When New York’s Cardinal John O’Connor died on May 3, 2000, Falwell praised him. O’Connor was who was one of the most prominent Catholic leaders in America. In his news fax on May 4, Jerry Falwell said: “The Cardinal and I differed on a few theological and social issues, but my respect for him was unwavering because of his ministerial kindness and unconditional willingness to help those in need. . . . Every pastor in America can learn a great lesson from this man. We should never permit our political or social differences to hamper our God-given instruction to minister to our fellow man. As a minister of the Gospel of Jesus Christ, I cannot expect people to take this message seriously if I am unwilling, as a representative of Christ, to meet them where they are. Change in people’s lives comes after a relationship with Christ begins, so we must be frequently disposed to taking the Gospel to unfriendly environments. Cardinal O’Connor embodied this mandate. I am grateful that John O’Connor -- a man of courageous faith -- had such a profound influence on the Catholic Church through his fifty-five years of ministry. I pray that another pro-life, pro-family minister can be found to fill his significant and substantial shoes.”

I can understand how Pastor Falwell could say he was thankful for Cardinal John O’Connor’s efforts against abortion and homosexual “rights,” but in praising him so profusely and in failing so completely to warn that the cardinal preached a false gospel, Falwell is misleading his listeners. Yes, he does mention in passing that he and O’Connor “differed on a few theological and social issues.” A FEW! Cardinal John O’Connor believed that salvation is through the sacraments of Rome, that the Pope is the Holy Father and Vicar of Christ, that the Catholic priesthood mediates between God and man, that Mary is the sinless Queen of Heaven, that dead “saints” can answer prayer, that the mass is the literal body and blood and re-sacrifice of Jesus Christ, that Christians go to purgatory, etc. Are those simply “a few” theological matters? In truth, they are the difference between Heaven and Hell! Yet Jerry Falwell--addressing his vast listening audience composed of people from all sorts of denominations, including Catholic--leaves them with the impression that he believed Cardinal O’Connor was a true Christian minister.
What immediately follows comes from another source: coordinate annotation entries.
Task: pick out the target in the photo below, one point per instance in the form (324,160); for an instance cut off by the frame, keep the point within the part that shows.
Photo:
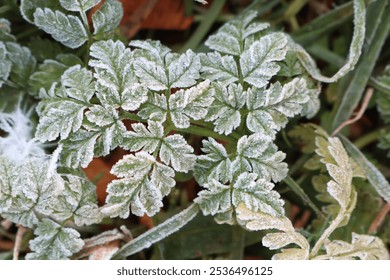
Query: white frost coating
(78,83)
(67,29)
(175,151)
(230,37)
(18,145)
(224,111)
(258,63)
(219,68)
(54,242)
(108,17)
(270,109)
(214,164)
(155,109)
(78,5)
(184,71)
(142,138)
(145,182)
(191,103)
(354,50)
(259,155)
(5,64)
(364,247)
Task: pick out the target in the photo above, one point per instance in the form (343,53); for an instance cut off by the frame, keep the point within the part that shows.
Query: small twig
(379,219)
(133,24)
(18,241)
(363,108)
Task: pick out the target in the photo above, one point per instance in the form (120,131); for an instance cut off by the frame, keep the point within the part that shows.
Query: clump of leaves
(149,101)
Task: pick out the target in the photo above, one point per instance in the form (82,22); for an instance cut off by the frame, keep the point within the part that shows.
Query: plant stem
(202,131)
(238,240)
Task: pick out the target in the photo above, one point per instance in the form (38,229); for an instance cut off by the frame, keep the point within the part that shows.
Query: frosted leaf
(225,110)
(155,109)
(138,194)
(108,17)
(259,62)
(23,64)
(155,49)
(30,194)
(78,5)
(133,97)
(78,83)
(5,31)
(257,154)
(50,71)
(215,199)
(337,163)
(175,151)
(362,247)
(145,182)
(142,138)
(270,109)
(257,195)
(67,29)
(5,64)
(215,164)
(78,149)
(191,103)
(77,200)
(151,73)
(18,144)
(230,37)
(102,116)
(219,68)
(115,76)
(59,117)
(28,7)
(54,242)
(184,71)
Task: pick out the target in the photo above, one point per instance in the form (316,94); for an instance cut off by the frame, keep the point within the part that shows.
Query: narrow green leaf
(158,233)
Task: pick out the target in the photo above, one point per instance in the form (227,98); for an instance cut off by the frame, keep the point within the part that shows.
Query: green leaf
(362,247)
(354,51)
(50,71)
(59,117)
(224,112)
(230,37)
(145,182)
(219,68)
(215,164)
(107,18)
(78,83)
(142,138)
(258,63)
(5,64)
(23,64)
(216,198)
(270,109)
(191,103)
(54,242)
(78,5)
(118,85)
(175,151)
(67,29)
(257,154)
(158,233)
(78,201)
(28,7)
(78,149)
(374,176)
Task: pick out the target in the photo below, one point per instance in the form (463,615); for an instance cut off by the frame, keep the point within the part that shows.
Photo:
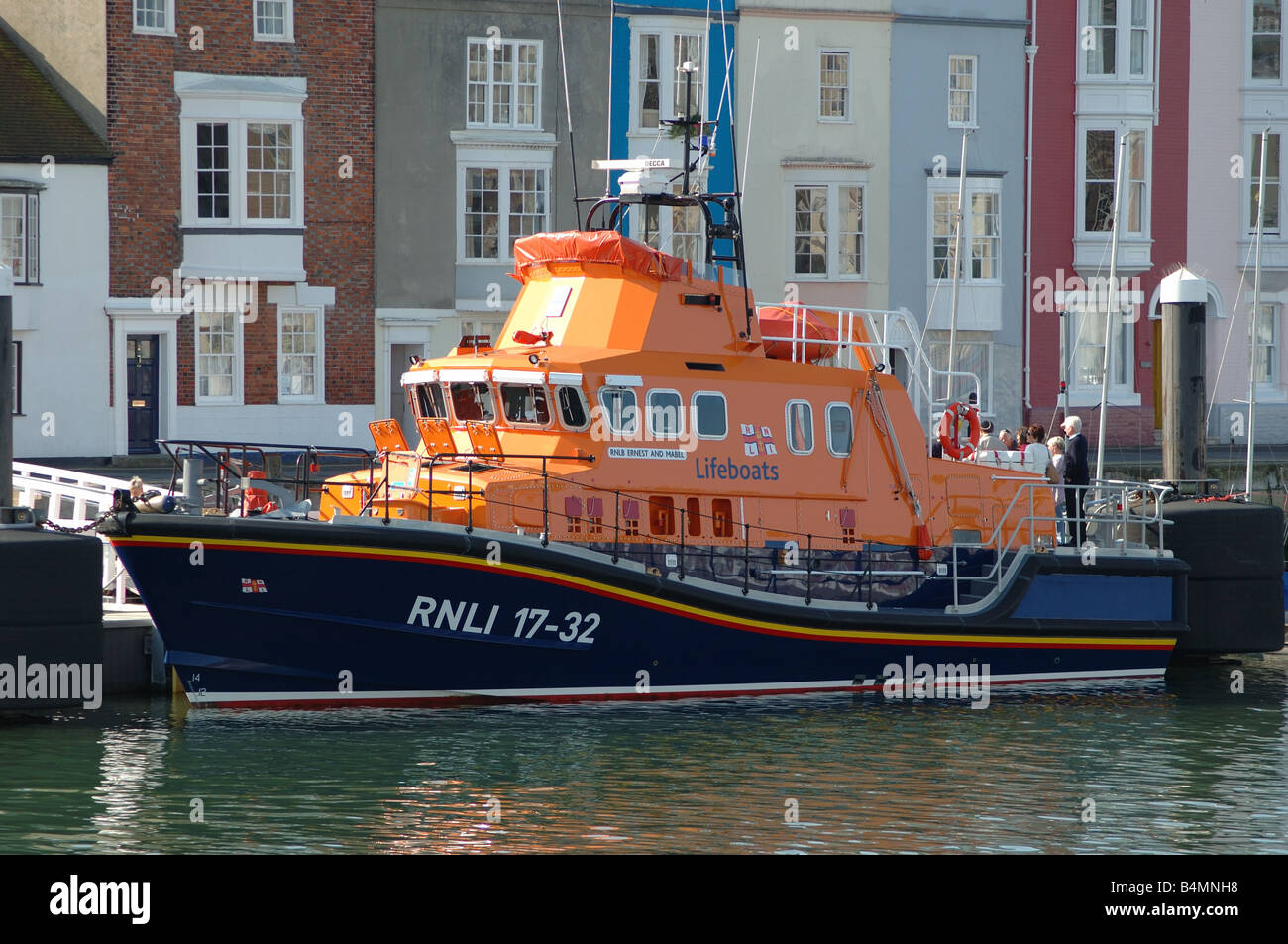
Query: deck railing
(72,500)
Furthermore, according to 2 John 9-11, we are not even to bid false teachers like John O’Connor “godspeed.” We are not even to greet them, let alone praise them!

We see just how cozy Falwell has become with Roman Catholicism in a scene described by Keith Fournier in his book Evangelical Catholics. Fournier, Dean of Evangelism at Roman Catholic Franciscan University of Steubenville, verifies Falwell’s shifting position concerning the Roman Catholic Church. Speaking about a meeting he attended of the “American Congress of Christian Citizens,” Fournier states:

“In our meeting room were major Evangelical leaders I’ve admired for years—Dr. Charles Stanley, Dr. Jerry Falwell, Dr. D. James Kennedy, Pat Robertson, and many others. I found not only a tremendous openness to my presence, but also a growing respect for my church and a thawing in what had been hard ice in the past. Perhaps the comments by Dr. Falwell were most illustrative. He told the whole group not even to consider trying to affect public policy with only a narrow Evangelical Protestant church coalition. He said that from its inception any such effort must include Catholics and consultation with great churchmen such as Cardinal Law and Cardinal O’Connor. Clearly not backing off one bit from his self-described ‘narrowness of doctrine,’ Dr. Falwell showed a refreshing openness” (Evangelical Catholics, p. 172)."

I suspect that the type of greeting Falwell received from Christ as he departed this world is the one we all hope to achieve.